Il est d'ailleurs notable que la Compagnie suscita à son tour à plusieurs reprises des organisations chargées d'actions plus ou moins « ponctuelles » et contingentes, sans y être elle-même mêlée directement. On aurait donc grand tort de voir dans ce que le pasteur protestant Raoul Allier appela péjorativement la « Cabale des dévots », une « société secrète intégriste » si l'on veut bien nous pardonner cet anachronisme — anticipant en quelque sorte la tristement célèbre « Sapinière » du début de notre siècle. Ainsi ses condamnations du Compagnonnage dévié des « Dévoirants » ne sont-elles nullement l'effet de quelque aveuglement « exotériste », préfigurant là encore certains errements antimaçonniques, puisque l'on trouvait en son sein d'authentiques Compagnons et Maçons opératifs - ceci expliquant d'ailleurs cela.
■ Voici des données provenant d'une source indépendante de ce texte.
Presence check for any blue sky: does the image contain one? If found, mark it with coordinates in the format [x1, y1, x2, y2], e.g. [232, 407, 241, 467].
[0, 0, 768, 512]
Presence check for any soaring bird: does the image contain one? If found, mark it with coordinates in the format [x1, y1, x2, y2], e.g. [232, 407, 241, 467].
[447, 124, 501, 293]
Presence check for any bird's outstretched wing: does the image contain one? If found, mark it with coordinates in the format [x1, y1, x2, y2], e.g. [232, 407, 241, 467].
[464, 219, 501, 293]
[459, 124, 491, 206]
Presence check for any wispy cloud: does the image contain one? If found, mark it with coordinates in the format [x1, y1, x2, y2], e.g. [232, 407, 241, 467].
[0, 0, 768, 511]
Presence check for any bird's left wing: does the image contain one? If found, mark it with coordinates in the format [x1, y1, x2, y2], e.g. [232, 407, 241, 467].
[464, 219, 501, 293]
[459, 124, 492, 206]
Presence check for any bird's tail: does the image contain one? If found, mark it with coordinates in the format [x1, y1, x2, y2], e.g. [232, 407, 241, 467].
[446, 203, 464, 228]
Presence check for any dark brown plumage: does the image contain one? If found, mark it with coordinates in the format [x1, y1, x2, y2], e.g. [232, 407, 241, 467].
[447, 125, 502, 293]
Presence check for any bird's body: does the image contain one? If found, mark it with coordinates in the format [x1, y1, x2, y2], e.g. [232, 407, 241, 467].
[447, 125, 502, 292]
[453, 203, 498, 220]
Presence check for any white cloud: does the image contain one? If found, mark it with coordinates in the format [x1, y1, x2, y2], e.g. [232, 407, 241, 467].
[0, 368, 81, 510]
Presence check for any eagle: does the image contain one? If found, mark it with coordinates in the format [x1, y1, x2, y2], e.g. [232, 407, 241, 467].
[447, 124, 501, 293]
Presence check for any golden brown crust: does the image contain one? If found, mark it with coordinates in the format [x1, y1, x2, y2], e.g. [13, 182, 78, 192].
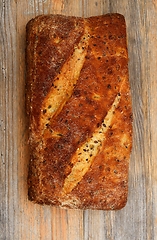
[26, 14, 132, 209]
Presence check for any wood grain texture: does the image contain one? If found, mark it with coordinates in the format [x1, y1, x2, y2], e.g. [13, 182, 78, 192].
[0, 0, 157, 240]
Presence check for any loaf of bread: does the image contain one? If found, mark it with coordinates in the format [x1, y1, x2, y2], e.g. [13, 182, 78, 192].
[26, 14, 132, 210]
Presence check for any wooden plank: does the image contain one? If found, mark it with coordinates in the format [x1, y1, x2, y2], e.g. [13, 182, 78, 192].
[0, 0, 157, 240]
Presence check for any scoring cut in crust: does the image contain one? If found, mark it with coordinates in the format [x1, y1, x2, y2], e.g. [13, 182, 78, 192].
[26, 14, 132, 210]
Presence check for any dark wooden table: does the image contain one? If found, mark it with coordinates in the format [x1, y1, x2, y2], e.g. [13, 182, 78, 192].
[0, 0, 157, 240]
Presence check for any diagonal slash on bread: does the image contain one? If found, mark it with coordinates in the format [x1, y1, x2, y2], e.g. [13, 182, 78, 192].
[40, 23, 90, 128]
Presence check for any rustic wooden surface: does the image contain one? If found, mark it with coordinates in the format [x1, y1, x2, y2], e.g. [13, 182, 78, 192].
[0, 0, 157, 240]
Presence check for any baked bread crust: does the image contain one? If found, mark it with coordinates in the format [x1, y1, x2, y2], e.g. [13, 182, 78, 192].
[26, 14, 132, 210]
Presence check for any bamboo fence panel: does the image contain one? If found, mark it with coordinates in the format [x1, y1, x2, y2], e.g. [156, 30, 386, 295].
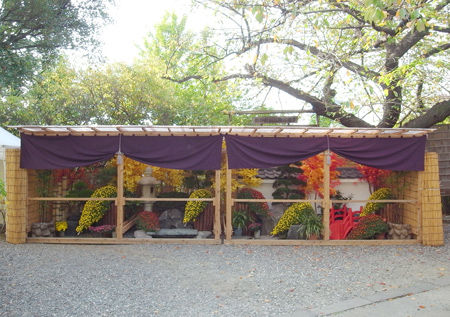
[419, 152, 444, 246]
[27, 170, 41, 232]
[395, 171, 420, 235]
[6, 149, 28, 244]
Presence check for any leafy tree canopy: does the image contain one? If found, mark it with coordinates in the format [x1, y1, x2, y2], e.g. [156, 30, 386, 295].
[0, 0, 112, 94]
[158, 0, 450, 127]
[0, 14, 251, 125]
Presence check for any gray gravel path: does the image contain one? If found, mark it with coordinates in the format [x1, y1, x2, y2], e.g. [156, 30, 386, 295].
[0, 225, 450, 316]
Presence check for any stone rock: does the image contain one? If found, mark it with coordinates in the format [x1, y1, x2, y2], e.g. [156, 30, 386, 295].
[134, 230, 152, 239]
[159, 209, 184, 229]
[152, 228, 198, 238]
[31, 222, 55, 237]
[286, 225, 303, 240]
[388, 222, 412, 240]
[270, 204, 286, 224]
[41, 229, 50, 237]
[196, 231, 212, 239]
Le plus connu d'entre eux fut le cordonnier Henry Buche, natif d'Arlon dans le Luxembourg, qu'une ardente charité menait par les routes dans le seul souci de convertir ses confrères et de les aider matériellement, ce pour quoi il se privait du nécessaire et travaillait la nuit. Cette existence « sacrifiée » l'ayant conduit à Paris, il fraternisa avec une des lumières de la Compagnie du Saint-Sacrement, le baron de Renty [8], et les deux hommes œuvrèrent de concert. Cette action « en milieu ouvrier » ne pouvait pas ne pas s'opposer en même temps à la perversion de certains courants du Compagnonnage, dont l'origine remontait d'ailleurs fort loin : très exactement aux Croisades et à la mauvaise influence, alors, des Lusignan — qu'une tradition compagnonnique accuse d'avoir symboliquement « altéré le bois [9] ». Au-delà de cette dénonciation, suscitant deux condamnations de la Sorbonne en 1645 et 1655, la Compagnie, par l'intermédiaire du « bon Henry » devenu grâce à elle maitre cordonnier, insuffla un esprit nouveau au Compagnonnage, et des communautés d'autres s'établirent à Soissons, Toulouse, Lyon, Grenoble, et dans d’autres villes encore.

Soucieuse de préserver toutes les structures traditionnelles, la Compagnie du Saint-Sacrement recrutait également parmi les prélats et ecclésiastiques, mais seulement séculiers, puisque les religieux, soumis au vœu d’obéissance, pouvaient être amenés à révéler leur appartenance [10].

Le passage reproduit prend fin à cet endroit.